Ausserdem verwende ich die smbldap-tools. Soweit ich sehe werden diese Scripte dazu verwendet die User im LDAP in einem AD zu verwalten. Das bedeutet das ich diese Scripte dann ja nicht mehr verwenden kann, wenn ich ein anderes Schema verwende. Wo und wie müsste ich dann neue User anlegen. Ich denke das müsste dann ja an mehreren Enden sein (useradd, ldap,...?)

Vielleicht sehe ich auch einfach den Wald vor lauter Bäumen nicht mehr....  :Wink: 

Für Hinweise, Tipps und Erklärungen wäre ich sehr dankbar!!!

----------

## moe

Auch wenn ich den Sinn dahinter nicht ganz verstehe, sollte es theoretisch machbar sein. Aber ich vermute dass das ne Riesenfummelei wird, bis du rausgefunden hast welche Attribute nötig sind (nötig im Sinne von Samba&Co), und welche nicht. Was soll das ganze dann bezwecken, ein aufgeräumteres LDAP-Verzeichnis?

 *Quote:*   

> Soweit ich sehe werden diese Scripte dazu verwendet die User im LDAP in einem AD zu verwalten.
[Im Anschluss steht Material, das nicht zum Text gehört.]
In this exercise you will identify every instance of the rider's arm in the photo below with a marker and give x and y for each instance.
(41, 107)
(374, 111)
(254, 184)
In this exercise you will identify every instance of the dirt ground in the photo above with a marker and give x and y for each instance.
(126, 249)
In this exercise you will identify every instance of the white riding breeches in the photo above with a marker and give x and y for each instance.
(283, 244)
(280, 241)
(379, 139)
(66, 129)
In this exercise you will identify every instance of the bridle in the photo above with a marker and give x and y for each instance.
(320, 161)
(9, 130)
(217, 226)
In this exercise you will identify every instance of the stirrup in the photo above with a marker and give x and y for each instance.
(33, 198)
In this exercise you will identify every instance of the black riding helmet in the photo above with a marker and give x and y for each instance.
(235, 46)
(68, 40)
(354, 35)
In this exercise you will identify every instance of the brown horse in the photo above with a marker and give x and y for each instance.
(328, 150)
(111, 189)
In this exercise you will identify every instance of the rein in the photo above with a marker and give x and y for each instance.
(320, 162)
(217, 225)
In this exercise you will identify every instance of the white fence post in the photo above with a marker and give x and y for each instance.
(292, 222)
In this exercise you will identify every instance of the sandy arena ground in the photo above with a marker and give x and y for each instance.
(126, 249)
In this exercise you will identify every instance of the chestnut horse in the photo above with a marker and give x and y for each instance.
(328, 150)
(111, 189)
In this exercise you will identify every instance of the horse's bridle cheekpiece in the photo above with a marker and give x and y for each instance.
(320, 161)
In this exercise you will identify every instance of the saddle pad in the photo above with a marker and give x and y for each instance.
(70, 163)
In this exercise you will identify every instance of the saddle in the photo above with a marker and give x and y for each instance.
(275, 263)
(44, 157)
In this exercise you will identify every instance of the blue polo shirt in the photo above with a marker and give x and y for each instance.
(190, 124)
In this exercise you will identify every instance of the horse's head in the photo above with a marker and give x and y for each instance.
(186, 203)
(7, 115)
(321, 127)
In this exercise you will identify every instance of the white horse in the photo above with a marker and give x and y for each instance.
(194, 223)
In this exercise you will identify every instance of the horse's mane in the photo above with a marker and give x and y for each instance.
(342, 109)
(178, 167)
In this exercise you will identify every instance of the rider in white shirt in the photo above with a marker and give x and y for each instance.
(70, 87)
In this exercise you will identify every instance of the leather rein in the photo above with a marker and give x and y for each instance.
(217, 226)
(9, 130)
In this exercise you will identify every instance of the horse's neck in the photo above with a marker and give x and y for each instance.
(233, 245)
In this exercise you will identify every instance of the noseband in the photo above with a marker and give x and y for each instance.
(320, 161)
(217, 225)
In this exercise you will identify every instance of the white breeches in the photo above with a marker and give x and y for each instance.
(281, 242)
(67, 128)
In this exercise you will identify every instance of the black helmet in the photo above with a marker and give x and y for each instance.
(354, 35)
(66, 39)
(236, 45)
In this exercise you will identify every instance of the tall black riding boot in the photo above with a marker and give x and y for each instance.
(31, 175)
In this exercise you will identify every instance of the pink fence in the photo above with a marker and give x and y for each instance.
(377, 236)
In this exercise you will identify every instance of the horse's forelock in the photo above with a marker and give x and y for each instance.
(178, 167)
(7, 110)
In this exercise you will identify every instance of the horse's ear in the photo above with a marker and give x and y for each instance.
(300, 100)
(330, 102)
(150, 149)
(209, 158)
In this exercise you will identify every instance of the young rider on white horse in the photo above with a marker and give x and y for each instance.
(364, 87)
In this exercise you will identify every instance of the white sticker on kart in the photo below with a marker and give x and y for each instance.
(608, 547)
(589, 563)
  Ein AD ist es nicht, aber ähnlich.

 *Quote:*   

> Wo und wie müsste ich dann neue User anlegen. Ich denke das müsste dann ja an mehreren Enden sein (useradd, ldap,...?) 

 

Nur im LDAP, du hast ja mit der Änderungen in /etc/pam.d/system-auth und /etc/nsswich.conf gesagt, dass Unix-Systemnutzer auch im LDAP zu finden sind. Das einzige was evtl. mehrfach gemacht werden muss sind die Passworteinträge im LDAP, ich weiß spontan nicht ausm Kopf ob Samba/Linux da einen gleichen verwenden (können) oder obs mehrere gibt, die mit dem smbldap-skripten synchron gehalten werden.

Gruß Maurice

----------

## papahuhn

Hi,

wir haben bei uns Samba-Authentifizierung über LDAP, aber ich weiss nicht, ob das auch ein PDC ist. Wenn du mir sagst, was LDAP&Samba als PDC auszeichnet, kann ich dir sagen, ob unsere Konfiguration "minimal" ist.

Unsere Useraccounts erben von posixAccount, shadowAccount, und sambaSamAccount. Das Passwort lässt sich für für alle Bereiche über standard "passwd" setzen, wenn man das entsprechende PAM-Modul benutzt.

----------

## thomasfr

Vielen Danke für Eure Antworten.

Vielleicht muss ich ein wenig weiter ausholen um verständlich zu machen was ich bezwecke. Eines vorweg: Es ist leicht möglich das es einfacher ohne zu bewerkstelligen ist. Für diese Hinweise bin ich sehr dankbar.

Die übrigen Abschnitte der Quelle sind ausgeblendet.